The following is a statement of the Center for Media Freedom and Responsibility (CMFR), a SEAPA founding member based in Manila:
Absurd and Dangerous
The suit against Cecilia “Cheche” Lazaro alleging that she wire-tapped her own phone conversation with the Government Service Insurance System (GSIS) Vice President for Public Relations and Communications is as dangerous as it is absurd.
The suit is based on the airing of several minutes of the Probe episode of November 12, 2008 during which GSIS Vice President Ella E. Valencerina reiterated her refusal to be interviewed by Lazaro. In the course of that phone conversation, Lazaro clearly informed Ms. Valencerina that the conversation was being recorded.
The absurdity is not limited to the basis of the suit. As a government agency charged with custody of a mass of information on such government employee concerns as salary loans and retirement benefits, the GSIS should be the last to display the secretiveness and oversensitivity to the media that make public information so problematic in this country.
But Ms. Valencerina’s own statements during her conversation with Lazaro, as well as those in a letter she sent earlier in response to the Probe request for an interview, provide a clue as to why she filed the suit.
In both instances Ms. Valencerina referred to the alleged bias of “Lopez-owned media entities” as the reason for her and her superiors’ refusal to present their side of the issue. This suggests that Ms. Valencerina and/or her superiors see the incident as an opportunity to get back at those “entities.” Lest the public has forgotten, the GSIS is the lead government agency that has been trying to gain control of the Manila Electric Company, or Meralco, which, like ABS-CBN, is among the “Lopez- owned entities” for which the present government has a demonstrated antipathy.

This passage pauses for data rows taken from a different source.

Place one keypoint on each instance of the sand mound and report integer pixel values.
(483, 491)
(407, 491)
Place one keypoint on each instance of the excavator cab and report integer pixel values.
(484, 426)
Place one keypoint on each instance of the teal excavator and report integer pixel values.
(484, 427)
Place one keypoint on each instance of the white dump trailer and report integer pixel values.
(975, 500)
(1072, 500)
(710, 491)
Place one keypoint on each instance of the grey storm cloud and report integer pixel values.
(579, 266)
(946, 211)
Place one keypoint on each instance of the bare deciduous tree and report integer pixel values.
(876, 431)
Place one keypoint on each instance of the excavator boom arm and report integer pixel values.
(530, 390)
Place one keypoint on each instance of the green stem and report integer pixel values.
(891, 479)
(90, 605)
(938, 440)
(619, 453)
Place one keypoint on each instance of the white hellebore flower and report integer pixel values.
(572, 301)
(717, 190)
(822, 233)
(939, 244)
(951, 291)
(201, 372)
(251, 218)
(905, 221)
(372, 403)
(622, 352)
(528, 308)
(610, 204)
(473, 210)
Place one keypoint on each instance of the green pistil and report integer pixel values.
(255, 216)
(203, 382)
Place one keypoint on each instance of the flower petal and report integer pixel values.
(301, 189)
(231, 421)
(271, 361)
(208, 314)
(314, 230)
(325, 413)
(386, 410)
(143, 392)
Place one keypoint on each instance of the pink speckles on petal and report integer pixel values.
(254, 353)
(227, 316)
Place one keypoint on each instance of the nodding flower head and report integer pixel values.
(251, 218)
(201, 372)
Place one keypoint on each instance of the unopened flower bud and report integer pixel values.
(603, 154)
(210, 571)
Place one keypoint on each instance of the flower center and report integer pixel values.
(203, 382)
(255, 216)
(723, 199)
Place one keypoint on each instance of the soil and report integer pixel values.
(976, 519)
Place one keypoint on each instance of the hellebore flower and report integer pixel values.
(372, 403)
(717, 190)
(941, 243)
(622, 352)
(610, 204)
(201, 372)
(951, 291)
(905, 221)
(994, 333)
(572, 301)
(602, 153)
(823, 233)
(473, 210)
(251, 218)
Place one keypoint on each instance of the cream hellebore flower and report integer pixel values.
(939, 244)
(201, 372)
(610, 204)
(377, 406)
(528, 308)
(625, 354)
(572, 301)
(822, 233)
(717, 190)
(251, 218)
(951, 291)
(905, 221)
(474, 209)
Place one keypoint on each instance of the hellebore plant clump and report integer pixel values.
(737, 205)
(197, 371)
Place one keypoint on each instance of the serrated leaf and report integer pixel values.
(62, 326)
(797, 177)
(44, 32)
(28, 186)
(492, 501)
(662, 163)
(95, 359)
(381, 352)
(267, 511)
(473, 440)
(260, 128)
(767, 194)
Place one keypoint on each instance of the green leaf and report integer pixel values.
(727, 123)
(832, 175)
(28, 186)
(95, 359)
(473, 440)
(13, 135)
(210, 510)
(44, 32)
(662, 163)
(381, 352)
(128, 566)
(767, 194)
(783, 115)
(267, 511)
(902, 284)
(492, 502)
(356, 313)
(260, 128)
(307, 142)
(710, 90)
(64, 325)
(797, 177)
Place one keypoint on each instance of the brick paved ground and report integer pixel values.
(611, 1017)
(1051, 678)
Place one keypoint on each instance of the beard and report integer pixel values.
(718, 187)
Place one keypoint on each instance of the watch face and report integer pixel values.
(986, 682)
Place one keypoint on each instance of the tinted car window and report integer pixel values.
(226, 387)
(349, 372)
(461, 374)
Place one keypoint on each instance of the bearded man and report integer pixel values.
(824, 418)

It doesn’t matter that Probe productions is not part of ABS-CBN, and is an independent entity. The point of Ms. Valencerina and her superiors is to somehow get back at ABS-CBN through Lazaro and Probe.
Unfortunately the suit has implications beyond its serving the ends of the GSIS leadership. It joins other attempts by government agencies to silence the media through harassment and intimidation, which over the last several years has characterized government policy towards the independent press.
As whimsical as the suit may be, it sends a warning to journalists that government agencies will find an excuse no matter how absurd to prevent the press from looking into such public issues as the GSIS premium-based policy, the subject of the Probe report. CMFR is certain, however, that in this as well as in the other instances of harassment it has resisted, the press will not be intimidated-- and that, as Che Che Lazaro said in a statement, the press will continue to do its work of bringing to the attention of the public information on the issues that concern it, and will not bend to the wishes of the powerful.